The users and officials from Louisiana and Missouri urged the Supreme Court to limit how far the federal government can go in interactions with social media companies, arguing that the efforts from the Biden administration crossed the constitutional line from persuasion, which is allowed, to coercion, which is not. 

The Supreme Court’s ruling comes as the federal government prepares to combat misinformation online ahead of the November presidential election, while confronting sophisticated AI tools that are more readily available to the public. The case was one of several before the justices in its current term that stood at the intersection of social media and the First Amendment’s free speech protections.

In this dispute, a federal district judge in Louisiana sided with the social media users, finding that White House officials and some federal agencies and their employees violated the First Amendment by coercing or significantly encouraging social media companies’ content-moderation decisions. The judge issued a sweeping order restricting the Biden administration’s contacts with platforms.

A federal appeals court agreed that certain White House officials and the FBI unconstitutionally coerced platforms to suppress content related to COVID-19 vaccines and the 2020 election.
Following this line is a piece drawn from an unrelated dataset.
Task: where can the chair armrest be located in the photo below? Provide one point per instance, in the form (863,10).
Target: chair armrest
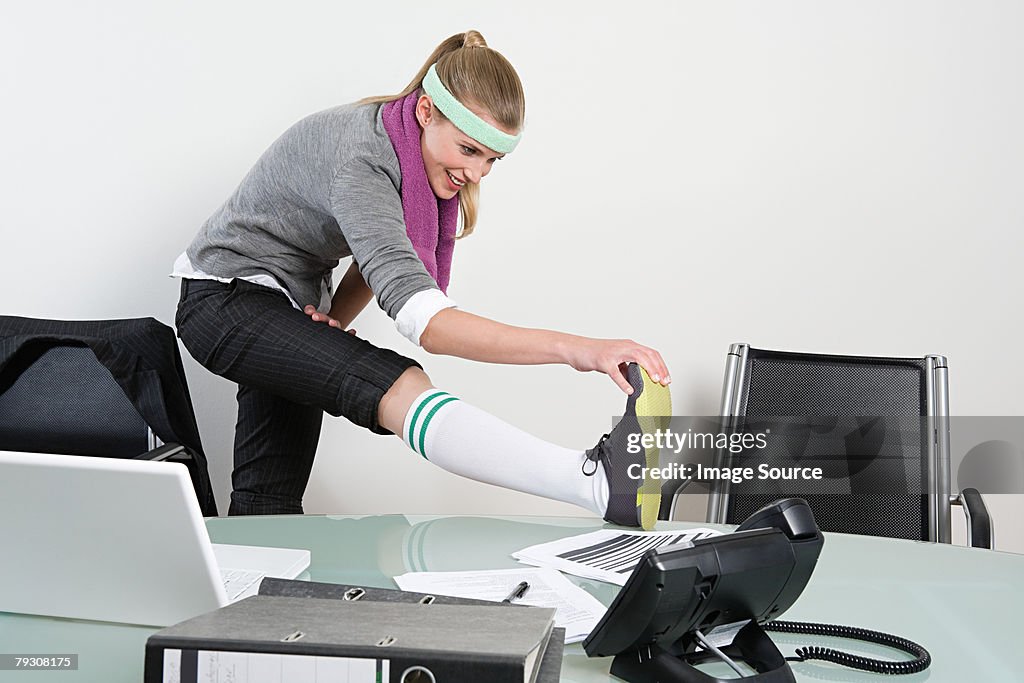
(979,522)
But the court narrowed the scope of the district court judge’s order to cover a smaller group of federal officials.

The Supreme Court in October agreed to take up the case and consider whether the Biden administration impermissibly worked to suppress speech on Facebook, YouTube and X. Justices Clarence Thomas, Samuel Alito and Neil Gorsuch dissented from the court’s decision to pause the lower court’s injunction and said they would have maintained the limits on the Biden administration’s contacts with platforms while the case proceeded.

The Biden administration had argued that they were using the bully pulpit to persuade platforms to address content it believed was problematic, especially in the context of its efforts to push Americans to get vaccinated during the pandemic. The administration warned that the limits put in place by the district court would hamper its ability to address national security threats or pass along public-health information.

Lawyers for the challengers, though, had claimed that the Biden administration was using social media companies to silence speakers and viewpoints and accused government officials of bullying the platforms.